EDB’s priority remains to attract value-add international investment into Bahrain. Our aim is to attract businesses that will help to create quality jobs for Bahrainis and support sustainable long-term economic growth. In 2012, Bahrain attracted a total of $891 million of FDI, a 14 percent increase on 2011, and in 2013, the EDB alone attracted $114 million of foreign investment into the country from North America, Europe and Asia — this will help to spur increased productivity and to create jobs in Bahrain.
With the government facing greater fiscal pressures than other GCC states, what measures are being taken to address subsidies, and high levels of state spending?
While there has been some increase in Bahrain’s debt-to-GDP ratio, it is important to place this in the context of an economy that has shown healthy growth in the past two years. This has been reflected in Bahrain’s ability to issue both short- and long-term debt from international markets. In July 2013, Bahrain carried out a conventional bond issue, which saw oversubscription rates of 500 percent for the $1.5 billion, 10-year sovereign bond. This followed an oversubscribed $1.5bn bond issue in June 2012. The issue in July last year came in at the lower end of guidance despite being raised amid turbulent conditions in the international bond markets.

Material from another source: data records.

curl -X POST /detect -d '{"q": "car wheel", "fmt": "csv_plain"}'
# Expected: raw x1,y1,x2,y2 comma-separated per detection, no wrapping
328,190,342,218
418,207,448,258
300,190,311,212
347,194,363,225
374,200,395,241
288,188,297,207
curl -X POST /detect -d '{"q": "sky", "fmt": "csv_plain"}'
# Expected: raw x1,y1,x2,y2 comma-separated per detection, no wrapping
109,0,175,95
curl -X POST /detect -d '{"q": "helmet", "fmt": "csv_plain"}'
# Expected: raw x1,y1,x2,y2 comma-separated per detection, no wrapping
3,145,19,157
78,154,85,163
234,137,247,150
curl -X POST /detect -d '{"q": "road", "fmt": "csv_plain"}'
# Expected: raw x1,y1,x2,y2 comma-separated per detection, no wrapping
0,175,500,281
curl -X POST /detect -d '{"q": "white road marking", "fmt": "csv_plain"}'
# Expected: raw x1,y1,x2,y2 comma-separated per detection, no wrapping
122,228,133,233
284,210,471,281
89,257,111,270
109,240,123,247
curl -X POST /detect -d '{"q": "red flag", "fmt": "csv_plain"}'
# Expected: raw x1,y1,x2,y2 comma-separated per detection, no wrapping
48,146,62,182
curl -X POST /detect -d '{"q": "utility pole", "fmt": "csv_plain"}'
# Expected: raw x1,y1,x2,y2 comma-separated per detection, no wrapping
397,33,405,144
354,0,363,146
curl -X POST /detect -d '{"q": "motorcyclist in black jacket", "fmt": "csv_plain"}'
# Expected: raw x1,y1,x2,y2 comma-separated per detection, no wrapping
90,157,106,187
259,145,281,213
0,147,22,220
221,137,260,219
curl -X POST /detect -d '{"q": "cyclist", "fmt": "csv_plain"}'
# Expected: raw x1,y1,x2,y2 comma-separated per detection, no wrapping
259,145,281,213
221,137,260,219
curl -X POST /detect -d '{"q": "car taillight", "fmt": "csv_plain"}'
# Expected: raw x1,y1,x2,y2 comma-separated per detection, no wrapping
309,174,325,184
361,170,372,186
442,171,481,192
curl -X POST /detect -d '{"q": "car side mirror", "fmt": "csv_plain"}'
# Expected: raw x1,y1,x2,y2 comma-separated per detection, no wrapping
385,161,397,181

Likewise, the fact that CDS spreads are now back to pre-2011 levels reflects markets’ confidence in the Bahraini economy. Clearly, as with any economy, there is a need to adjust government spending over time to align with future revenues. However, it is important that Bahrain is able to make these adjustments gradually and from a position of relative strength with comfortable access to international capital markets.
What measures are being taken to stimulate the economy?
In the short-term, the strong underlying growth we have seen in the past two years will be supplemented by project spending — both from capital expenditure in the government’s budget and from the effect of the GCC development fund.
This will not only act as an immediate stimulus, but also help to put in place the infrastructure that will support long-term growth. For example, the development of the GCC railway and the investment in Bahrain International Airport will help to improve our already strong connectivity with our GCC neighbours, who account for approximately two fifths of our non-oil exports and strengthen one of the key attractions of Bahrain to international investors.
What is the EDB doing to attract FDI into Bahrain?
In terms of EDB’s focus, it is on what we call ‘smart FDI’. These are businesses that will create quality jobs for Bahrainis, fit with our economic profile and help to support long-term, sustainable growth. A good example of the types of businesses we would like to attract is Pinebridge Investments, which has established its Middle East office in Bahrain and created high-quality jobs in a sector where our long track record and investment in education and training mean that there are a large number of Bahrainis who are able to take advantage of the opportunities that this creates.
What is the current level of unemployment among Bahrainis and what is being done to alleviate this?
At the end of 2013, unemployment stood at 4.3 percent with the number of Bahrainis in employment growing by 3.9 percent in the course of the year. Our main focus on creating employment opportunities for Bahrainis is in providing the education and training that will enable them to compete and ensure Bahrainis provide the best value for businesses. A good example is the financial services sector, where two thirds of the workforce are Bahrainis. Investment in education and training has helped to create a virtuous cycle, where the qualified workforce in turn helps to attract the sort of businesses looking to establish a sizeable long-term presence in the region, and so require a skilled bilingual workforce.